François Hollande, dans ses vœux de nouvel an, a proposé au patronat un pacte de responsabilité, accueilli favorablement par Pierre Gattaz. La proposition du Président a été formulée sur le mode du donnant-donnant : il propose de réduire une nouvelle fois les charges qui pèsent sur les entreprises, au-delà des 20 milliards du crédit d’impôt compétitivité-emploi (Cice), et leur demande, en échange, de souscrire des engagements sur le plan de l’emploi.


Un tel contrat peut-il se révéler efficace ? Tout dépend si l’on s’en tient à l’objectif affiché ou à l’objectif implicite de François Hollande. Une chose est sûre : baisser les charges n’aura pas d’effet à court terme sur le niveau du chômage.
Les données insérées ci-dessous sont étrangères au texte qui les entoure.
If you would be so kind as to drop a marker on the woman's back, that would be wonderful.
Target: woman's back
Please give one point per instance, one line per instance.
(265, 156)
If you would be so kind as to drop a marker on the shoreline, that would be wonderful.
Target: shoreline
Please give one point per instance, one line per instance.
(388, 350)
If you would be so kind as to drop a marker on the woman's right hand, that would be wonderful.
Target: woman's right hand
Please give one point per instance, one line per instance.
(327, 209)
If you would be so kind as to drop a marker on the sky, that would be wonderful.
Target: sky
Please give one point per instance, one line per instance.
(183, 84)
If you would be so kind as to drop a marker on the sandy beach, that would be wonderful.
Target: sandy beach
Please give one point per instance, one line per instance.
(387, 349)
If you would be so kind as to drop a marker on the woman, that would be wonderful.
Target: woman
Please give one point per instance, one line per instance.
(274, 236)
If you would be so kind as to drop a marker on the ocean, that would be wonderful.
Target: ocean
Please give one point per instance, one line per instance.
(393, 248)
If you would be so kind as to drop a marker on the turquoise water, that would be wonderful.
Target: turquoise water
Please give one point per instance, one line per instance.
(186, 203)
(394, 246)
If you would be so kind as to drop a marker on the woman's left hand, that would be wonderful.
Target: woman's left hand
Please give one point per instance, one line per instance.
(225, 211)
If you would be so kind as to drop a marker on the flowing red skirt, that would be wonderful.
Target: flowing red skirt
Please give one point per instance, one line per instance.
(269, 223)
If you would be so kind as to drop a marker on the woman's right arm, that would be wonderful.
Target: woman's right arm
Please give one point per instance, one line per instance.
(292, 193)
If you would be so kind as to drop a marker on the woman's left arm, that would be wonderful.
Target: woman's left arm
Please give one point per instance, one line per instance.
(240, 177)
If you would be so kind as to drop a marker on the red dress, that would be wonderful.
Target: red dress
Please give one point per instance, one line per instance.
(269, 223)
En fait, la population active occupée dans le secteur marchand devrait continuer de diminuer en 2014, faute d’une forte reprise de l’activité, et cette diminution va s’ajouter à celle de l’emploi public, compte tenu des coupes dans les dépenses publiques. En revanche, si l’objectif réel que poursuit François Hollande est d’améliorer la compétitivité-prix des entreprises françaises, dans un Europe où la concurrence l’emporte sur la coopération, la mesure fait sens.  
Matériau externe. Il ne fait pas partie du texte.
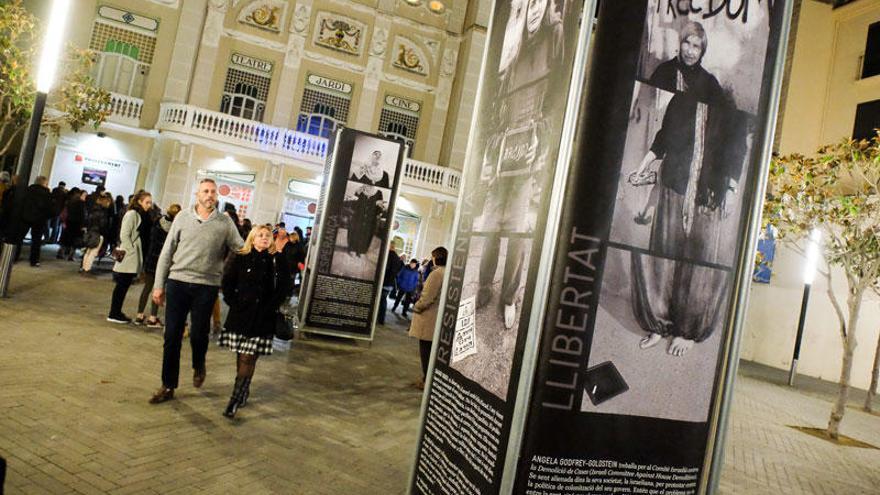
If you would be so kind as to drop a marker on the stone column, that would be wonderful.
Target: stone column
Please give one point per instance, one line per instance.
(206, 62)
(290, 77)
(178, 178)
(369, 96)
(268, 202)
(183, 56)
(441, 102)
Le Président a renoncé, trop rapidement, à obtenir que des mesures fortes de relance de l’économie soient mises en œuvre au niveau européen après son élection. Depuis lors, son véritable objectif est moins de relancer l’emploi à court terme, que d’accroître la compétitivité de l’entreprise France, sachant que les emplois aidés sont là pour tenter de limiter les dégâts sur le plan social et d’obtenir la désormais fameuse « inversion de la courbe du chômage ».

Au fond, cette baisse des charges, associée à la hausse de la TVA appliquée au 1er janvier 2014, sert de substitut à une dévaluation, rendue impossible par l’euro. François Hollande met en œuvre la TVA sociale que Nicolas Sarkozy proposait en 2007, mais qu’il n’a pas voulu ou osé mettre en œuvre durant son quinquennat…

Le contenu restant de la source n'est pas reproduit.